Pour un avenir proche, Jacques Hétu travaille à une commande du réseau anglais de Radio-Canada pour un sextuor à cordes et prépare également un nouveau concerto: "Ce sera le 15e ou le 16e, je ne sais plus, pour le hautbois, l’instrument dont je jouais lorsque j’étais au Conservatoire, et c’est pour Philippe Magnan. J’y ajouterai probablement du cor anglais, parce que Philippe en joue aussi bien; ce sera donc un concerto un peu spécial." D’ici là, on pourra entendre quatre concertos (piano, flûte, basson et clarinette) de Jacques Hétu sur un disque du CBC Radio Orchestra, à paraître ces jours-ci.
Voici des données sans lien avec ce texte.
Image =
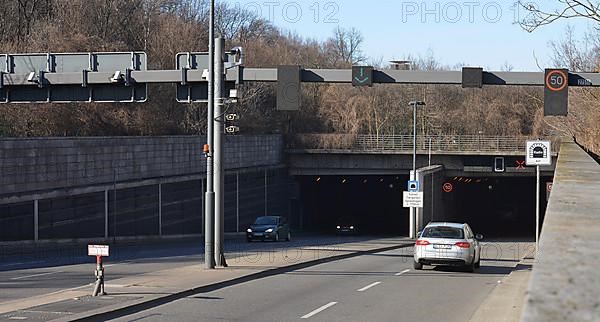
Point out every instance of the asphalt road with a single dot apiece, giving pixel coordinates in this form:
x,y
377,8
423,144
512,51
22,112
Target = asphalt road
x,y
47,272
376,287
Samedi 26 juillet, 20 h, Amphithéâtre de Joliette. OSM / Jacques Lacombe / Trio Hochelaga, avec la Compagnie Marie Chouinard. Programme: Hétu, Triple concerto opus 69 pour violon, violoncelle et piano – Debussy, Prélude à l’après-midi d’un faune – Stravinski, Le Sacre du printemps.
Disques de la semaine
Intégrale des symphonies de Beethoven dirigées par Felix Weingartner, chez Naxos Historical (orchestres variés).
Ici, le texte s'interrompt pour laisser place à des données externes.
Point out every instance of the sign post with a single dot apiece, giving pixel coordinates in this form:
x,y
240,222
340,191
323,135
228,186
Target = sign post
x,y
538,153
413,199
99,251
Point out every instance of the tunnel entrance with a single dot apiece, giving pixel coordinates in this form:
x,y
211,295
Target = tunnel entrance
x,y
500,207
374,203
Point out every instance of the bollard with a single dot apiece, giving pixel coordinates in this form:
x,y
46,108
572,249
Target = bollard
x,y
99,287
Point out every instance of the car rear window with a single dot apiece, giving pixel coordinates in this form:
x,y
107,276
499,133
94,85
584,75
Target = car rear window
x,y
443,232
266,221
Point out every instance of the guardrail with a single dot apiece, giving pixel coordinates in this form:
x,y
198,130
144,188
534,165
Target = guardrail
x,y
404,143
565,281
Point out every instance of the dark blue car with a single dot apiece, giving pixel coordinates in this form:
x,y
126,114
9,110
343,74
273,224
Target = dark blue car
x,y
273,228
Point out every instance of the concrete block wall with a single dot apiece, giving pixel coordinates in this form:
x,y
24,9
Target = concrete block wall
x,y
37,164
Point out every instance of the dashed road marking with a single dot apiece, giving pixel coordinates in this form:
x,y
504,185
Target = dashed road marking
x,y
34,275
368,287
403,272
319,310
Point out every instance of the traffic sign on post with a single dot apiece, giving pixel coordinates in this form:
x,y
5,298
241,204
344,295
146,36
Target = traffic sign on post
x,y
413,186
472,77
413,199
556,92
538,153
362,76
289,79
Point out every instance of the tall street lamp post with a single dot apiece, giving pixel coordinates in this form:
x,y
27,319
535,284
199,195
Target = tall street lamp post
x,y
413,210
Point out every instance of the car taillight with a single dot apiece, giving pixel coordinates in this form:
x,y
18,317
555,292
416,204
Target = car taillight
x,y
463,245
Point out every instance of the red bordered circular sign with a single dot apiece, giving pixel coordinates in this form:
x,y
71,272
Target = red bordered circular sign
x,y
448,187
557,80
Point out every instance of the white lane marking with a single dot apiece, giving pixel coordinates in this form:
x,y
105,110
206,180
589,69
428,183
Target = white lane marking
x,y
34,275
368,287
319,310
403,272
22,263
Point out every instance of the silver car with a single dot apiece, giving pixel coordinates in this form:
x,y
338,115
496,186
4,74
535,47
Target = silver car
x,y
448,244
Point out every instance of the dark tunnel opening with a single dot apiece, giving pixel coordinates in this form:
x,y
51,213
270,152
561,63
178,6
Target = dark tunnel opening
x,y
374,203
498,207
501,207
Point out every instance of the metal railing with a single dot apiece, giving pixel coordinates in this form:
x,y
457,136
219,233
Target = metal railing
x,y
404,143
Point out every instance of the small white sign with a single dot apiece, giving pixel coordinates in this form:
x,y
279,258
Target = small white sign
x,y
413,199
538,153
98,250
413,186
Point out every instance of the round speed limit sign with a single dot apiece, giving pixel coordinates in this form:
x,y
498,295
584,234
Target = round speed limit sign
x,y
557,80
Naxos Historical complétait en juin dernier le cycle des symphonies de Beethoven par Weingartner en lançant les deux derniers disques de la série, qui en compte cinq. Lui-même compositeur de sept symphonies, c’est pourtant pour ses dons de chef d’orchestre, une profession qu’il a embrassée sous les conseils de son mentor Franz Liszt, que l’histoire retient le nom de Felix Weingartner (1863-1942). Il fut le premier chef à enregistrer toutes les symphonies de Beethoven. Les documents, proposés ici dans un format remasterisé, ont été enregistrés entre 1927 et 1940. Évidemment, c’est très mono, c’est le moins que l’on puisse dire, et ça s’adresse surtout à un public qui chérit les documents d’époque pouvant offrir une nouvelle perspective face aux interprétations actuelles; mais pour ces amateurs, précisément, c’est incontournable.